The cure isn’t a better plan. I’ve got plans stacked to the ceiling. The cure is doing the uncomfortable thing before comfort gets to the table to make its offer.

So tonight, I did. I posted the first piece of promotion for my book — the one that’s been written and waiting since May. It took five minutes. It wasn’t perfect. Comfort had a dozen reasons for me to wait one more day, and every one of them sounded responsible.

I posted it anyway. Fifty-nine to go. The negotiation’s over.

The Only Way Out Is Through

7-40 Challenge | Rest Week


I wrote a song this week. It’s called “The Only Way Out Is Through,” and I didn’t set out to write a midpoint reflection on the year — but that’s what came out.

The verses are claustrophobic on purpose. Same four walls. Weight on the chest. A voice saying you’re not enough. That’s not a metaphor I had to reach for. That’s the inside of a lot of days this year — the ones where six out of seven habits was all I had, the deadlines I missed, the promotion I keep circling without walking into.


The chorus is the thing I keep relearning: there’s no way over it, no way around it.

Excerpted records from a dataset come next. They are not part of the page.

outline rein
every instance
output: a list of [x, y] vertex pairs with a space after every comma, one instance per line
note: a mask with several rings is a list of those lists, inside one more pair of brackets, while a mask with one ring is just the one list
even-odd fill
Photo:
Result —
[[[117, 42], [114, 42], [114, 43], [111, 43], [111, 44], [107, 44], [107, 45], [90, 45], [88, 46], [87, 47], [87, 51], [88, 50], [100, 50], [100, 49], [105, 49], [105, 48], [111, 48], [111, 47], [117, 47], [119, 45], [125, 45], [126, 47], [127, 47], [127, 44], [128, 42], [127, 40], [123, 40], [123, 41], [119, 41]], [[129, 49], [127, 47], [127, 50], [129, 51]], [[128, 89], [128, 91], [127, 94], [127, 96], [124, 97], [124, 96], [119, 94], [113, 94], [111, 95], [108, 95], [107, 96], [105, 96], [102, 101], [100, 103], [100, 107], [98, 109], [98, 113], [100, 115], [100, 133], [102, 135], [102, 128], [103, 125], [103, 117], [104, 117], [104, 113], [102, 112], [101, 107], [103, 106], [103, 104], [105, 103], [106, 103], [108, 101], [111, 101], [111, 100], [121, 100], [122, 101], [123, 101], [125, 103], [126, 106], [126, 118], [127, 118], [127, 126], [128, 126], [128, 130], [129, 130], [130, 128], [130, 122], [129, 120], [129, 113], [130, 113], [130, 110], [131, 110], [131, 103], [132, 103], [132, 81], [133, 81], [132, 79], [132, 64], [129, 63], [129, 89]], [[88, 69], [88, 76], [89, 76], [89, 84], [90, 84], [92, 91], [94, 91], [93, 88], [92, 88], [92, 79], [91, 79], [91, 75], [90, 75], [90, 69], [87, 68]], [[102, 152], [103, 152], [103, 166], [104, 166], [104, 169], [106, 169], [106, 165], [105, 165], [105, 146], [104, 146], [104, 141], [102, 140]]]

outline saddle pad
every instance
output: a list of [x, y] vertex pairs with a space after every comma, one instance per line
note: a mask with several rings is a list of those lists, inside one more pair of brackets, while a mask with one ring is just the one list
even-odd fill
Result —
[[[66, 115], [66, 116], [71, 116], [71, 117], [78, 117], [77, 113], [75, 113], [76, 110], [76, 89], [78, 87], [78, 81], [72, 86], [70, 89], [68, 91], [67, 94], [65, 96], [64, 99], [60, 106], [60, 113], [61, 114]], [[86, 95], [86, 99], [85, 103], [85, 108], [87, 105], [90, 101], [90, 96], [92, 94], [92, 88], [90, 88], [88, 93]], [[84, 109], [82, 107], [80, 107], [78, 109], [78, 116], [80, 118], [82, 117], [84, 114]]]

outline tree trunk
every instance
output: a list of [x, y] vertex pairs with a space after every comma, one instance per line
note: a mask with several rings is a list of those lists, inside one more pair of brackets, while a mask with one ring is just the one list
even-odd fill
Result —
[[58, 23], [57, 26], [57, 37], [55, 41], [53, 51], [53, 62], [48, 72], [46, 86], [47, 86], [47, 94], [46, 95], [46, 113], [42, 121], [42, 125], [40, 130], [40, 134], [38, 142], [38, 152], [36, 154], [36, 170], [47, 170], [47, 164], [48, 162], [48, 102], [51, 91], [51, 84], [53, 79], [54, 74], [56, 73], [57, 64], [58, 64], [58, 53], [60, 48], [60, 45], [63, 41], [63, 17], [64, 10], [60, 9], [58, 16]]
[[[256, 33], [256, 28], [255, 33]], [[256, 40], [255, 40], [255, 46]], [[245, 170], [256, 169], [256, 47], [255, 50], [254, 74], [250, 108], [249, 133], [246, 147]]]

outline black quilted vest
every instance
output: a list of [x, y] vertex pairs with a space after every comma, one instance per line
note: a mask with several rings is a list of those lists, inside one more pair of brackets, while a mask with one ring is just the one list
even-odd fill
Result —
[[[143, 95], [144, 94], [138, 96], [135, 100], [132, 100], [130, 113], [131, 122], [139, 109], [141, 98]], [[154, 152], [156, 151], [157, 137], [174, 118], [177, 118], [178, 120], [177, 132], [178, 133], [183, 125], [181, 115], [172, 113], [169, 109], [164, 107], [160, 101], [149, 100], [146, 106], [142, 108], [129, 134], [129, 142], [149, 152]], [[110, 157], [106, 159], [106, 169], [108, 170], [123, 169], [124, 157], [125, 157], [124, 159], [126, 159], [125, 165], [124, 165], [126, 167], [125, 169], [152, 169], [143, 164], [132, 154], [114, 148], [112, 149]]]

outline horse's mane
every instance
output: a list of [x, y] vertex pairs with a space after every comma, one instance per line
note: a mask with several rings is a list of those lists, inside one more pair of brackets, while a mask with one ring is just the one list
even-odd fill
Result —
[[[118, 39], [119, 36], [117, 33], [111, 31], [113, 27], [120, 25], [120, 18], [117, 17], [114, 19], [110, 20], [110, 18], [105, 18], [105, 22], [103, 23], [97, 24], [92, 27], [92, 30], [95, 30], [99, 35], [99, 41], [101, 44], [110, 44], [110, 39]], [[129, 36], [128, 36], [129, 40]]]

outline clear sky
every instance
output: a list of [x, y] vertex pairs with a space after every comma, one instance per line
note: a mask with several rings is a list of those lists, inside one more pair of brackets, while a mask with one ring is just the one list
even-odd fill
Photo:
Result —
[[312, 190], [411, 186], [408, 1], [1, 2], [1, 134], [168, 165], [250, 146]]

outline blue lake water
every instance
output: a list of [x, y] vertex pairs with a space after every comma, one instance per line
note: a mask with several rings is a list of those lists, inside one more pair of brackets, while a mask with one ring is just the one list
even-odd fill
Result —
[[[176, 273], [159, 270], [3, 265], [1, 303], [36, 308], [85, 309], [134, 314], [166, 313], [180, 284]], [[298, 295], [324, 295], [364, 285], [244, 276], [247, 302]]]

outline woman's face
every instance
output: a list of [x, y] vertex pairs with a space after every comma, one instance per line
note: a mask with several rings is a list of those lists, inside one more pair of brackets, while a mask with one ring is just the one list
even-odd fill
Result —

You can’t skip the hard middle of anything worth doing. You go through, or you don’t go.

I’m 175 days into this year. Halfway. And if I’m honest, the first half was mostly the verses — head down, knuckling up, counting to one and getting up again. Proving I could show up. Proving the engine runs.


But the bridge is where the song surprised me. I’d planned a song about endurance — hold the line, keep the grip, outlast the hard part. What came out instead was a moment where the hands give out and the rope goes slack, and the fall never comes. Where you stop holding and discover you didn’t have to.

That’s the part I didn’t plan. Halfway through this year, I’m starting to understand that “the only way out is through” was never just about gritting my teeth harder. Most of the getting-through hasn’t been me at all. The days I thought I was holding the rope, Someone has been holding me.